The surest and most evident demonstration of solidarity with their Government was given by the Dominican people during the war. The spirit of discipline and sacrifice with which this country placed itself at the side of the United States from the very day of Pearl Harbor22 and which was maintained without change and without faltering up to the last minute of the war is a palpable and indisputable result of the bonds of understanding which unite the Dominican Government and people.

[Here follows an account of the advantages to the Dominican people derived from the political influence of President Trujillo.]


“The Government and people of the United States necessarily have warmer sentiments for those Governments which rest upon the consent of the governed expressed periodically and freely. This Government has during recent years observed the situation of the Dominican Republic and has not been able to perceive that democratic principles have been followed there either in theory or in practice. The present conclusion is based on the lack of freedom of speech, freedom of the press and freedom of assembly, as well as on the suppression of all political opposition and on the existence of a single party. To furnish a large quantity of ammunition in view of such a situation might be construed as constituting intervention in the internal affairs of the Dominican Republic and as an endorsement of the said practices.”*

The first impression that is obtained from a reading of the paragraph of the aide-mémoire transcribed above is that the said document [Page 818] does not take into account the fact that the Dominican Republic is a member of the United Nations and that, as such, has fulfilled and is fulfilling all its duties and obligations and therefore deserves respect and consideration on the part of its friends and allies.
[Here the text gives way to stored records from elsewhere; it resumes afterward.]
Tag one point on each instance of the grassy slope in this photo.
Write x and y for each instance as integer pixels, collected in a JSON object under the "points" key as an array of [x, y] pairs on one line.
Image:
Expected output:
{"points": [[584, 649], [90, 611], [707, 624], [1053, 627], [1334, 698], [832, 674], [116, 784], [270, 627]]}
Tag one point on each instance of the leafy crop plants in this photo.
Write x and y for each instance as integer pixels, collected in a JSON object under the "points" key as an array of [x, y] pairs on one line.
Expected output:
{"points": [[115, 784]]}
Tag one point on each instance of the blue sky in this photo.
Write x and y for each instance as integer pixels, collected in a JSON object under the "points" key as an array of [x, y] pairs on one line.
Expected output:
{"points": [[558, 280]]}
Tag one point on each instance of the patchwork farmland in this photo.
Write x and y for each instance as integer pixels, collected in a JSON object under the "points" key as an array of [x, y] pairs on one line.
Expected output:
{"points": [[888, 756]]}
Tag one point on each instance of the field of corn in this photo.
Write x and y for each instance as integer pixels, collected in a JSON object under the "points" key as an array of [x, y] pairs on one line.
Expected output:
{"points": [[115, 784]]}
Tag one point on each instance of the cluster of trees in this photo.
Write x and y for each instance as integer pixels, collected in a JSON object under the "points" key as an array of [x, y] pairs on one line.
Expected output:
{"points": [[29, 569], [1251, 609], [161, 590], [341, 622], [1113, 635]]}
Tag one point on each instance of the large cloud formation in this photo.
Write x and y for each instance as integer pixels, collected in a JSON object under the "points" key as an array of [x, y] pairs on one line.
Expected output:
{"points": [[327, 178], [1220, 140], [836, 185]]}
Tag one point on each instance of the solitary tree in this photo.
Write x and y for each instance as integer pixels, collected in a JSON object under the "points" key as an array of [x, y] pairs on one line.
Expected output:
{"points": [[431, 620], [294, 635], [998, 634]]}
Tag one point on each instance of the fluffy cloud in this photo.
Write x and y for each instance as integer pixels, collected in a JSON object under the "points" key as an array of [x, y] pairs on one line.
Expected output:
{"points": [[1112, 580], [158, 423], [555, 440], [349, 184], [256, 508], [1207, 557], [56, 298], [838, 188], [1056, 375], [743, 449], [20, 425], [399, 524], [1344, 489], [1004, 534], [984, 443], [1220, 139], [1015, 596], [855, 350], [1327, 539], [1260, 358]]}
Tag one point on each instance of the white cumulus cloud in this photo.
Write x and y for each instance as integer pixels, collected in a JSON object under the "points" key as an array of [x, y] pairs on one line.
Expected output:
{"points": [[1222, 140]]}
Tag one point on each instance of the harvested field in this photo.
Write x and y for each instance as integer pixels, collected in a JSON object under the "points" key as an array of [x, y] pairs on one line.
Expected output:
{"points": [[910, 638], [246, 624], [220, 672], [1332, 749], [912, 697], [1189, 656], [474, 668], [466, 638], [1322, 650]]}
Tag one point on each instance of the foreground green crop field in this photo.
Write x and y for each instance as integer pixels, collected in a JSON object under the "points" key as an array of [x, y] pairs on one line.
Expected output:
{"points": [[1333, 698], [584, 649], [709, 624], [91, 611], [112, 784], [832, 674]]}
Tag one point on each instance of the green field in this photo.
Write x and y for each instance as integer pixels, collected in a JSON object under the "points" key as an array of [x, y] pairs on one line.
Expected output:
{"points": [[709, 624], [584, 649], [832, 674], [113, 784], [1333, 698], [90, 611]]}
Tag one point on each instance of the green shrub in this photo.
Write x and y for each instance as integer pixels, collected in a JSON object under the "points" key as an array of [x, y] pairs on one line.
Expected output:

The present Dominican Government was freely elected by constitutional methods, in the month of May 1942, with the circumstance that this election had more ballots cast than any other in our history. On that occasion there occurred a normal change of government in the Dominican Republic in virtue of the rule of rotation of power.

. . . . . . . . . . . . . .

The affirmation that during recent years it has not been possible to perceive that democratic principles have been observed in the Dominican Republic—either in theory or in practice—is altogether inexact.

[Here follows a laudatory account of the Dominican Party and its accomplishments.]


The Government of the Dominican Republic has laid great stress on keeping in harmony with that of the United States of America with respect to its needs for military and strategic supplies. This determination was considerably strengthened and increased after the United States entered the war and, with that country, the Dominican Republic.

In this connection it may be asserted that the Washington Government knows for certain and with all exactitude the military possibilities of this country and is perfectly aware of the fact that we cannot get along with the arms which we now possess.

. . . . . . . . . . . . . .

. . . the armament possessed by the Dominican Army is inadequate and even insufficient for the internal security of the country; it is absolutely impossible for the Dominican Government to cooperate in the defense of the Hemisphere with the war materiel which it now possesses.

. . . . . . . . . . . . . .

The export license requested by the Dominican Ambassador and discussed in the aide-mémoire handed by His Excellency the Assistant Secretary of State refers to ammunition—supplementary materiel—the acquisition of which will not in any way be able to change the present status of our armament, because it is not substantial materiel. This ammunition is intended to keep at a minimum of defensive efficiency the national forces, declared inadequate by American experts.

. . . . . . . . . . . . . .

  1. Handed to the Assistant Secretary of State (Braden) by the Dominican Ambassador (Garcia Godoy) on January 14, 1946. Copy transmitted to Ciudad Trujillo in instruction 500, January 25.
  2. Foreign Relations, 1945, vol. ix, p. 993.
  3. December 7, 1941.
  4. The English text of the aide-memoire was not available to the translator when this translation was made.—TC [Footnote in the file translation.]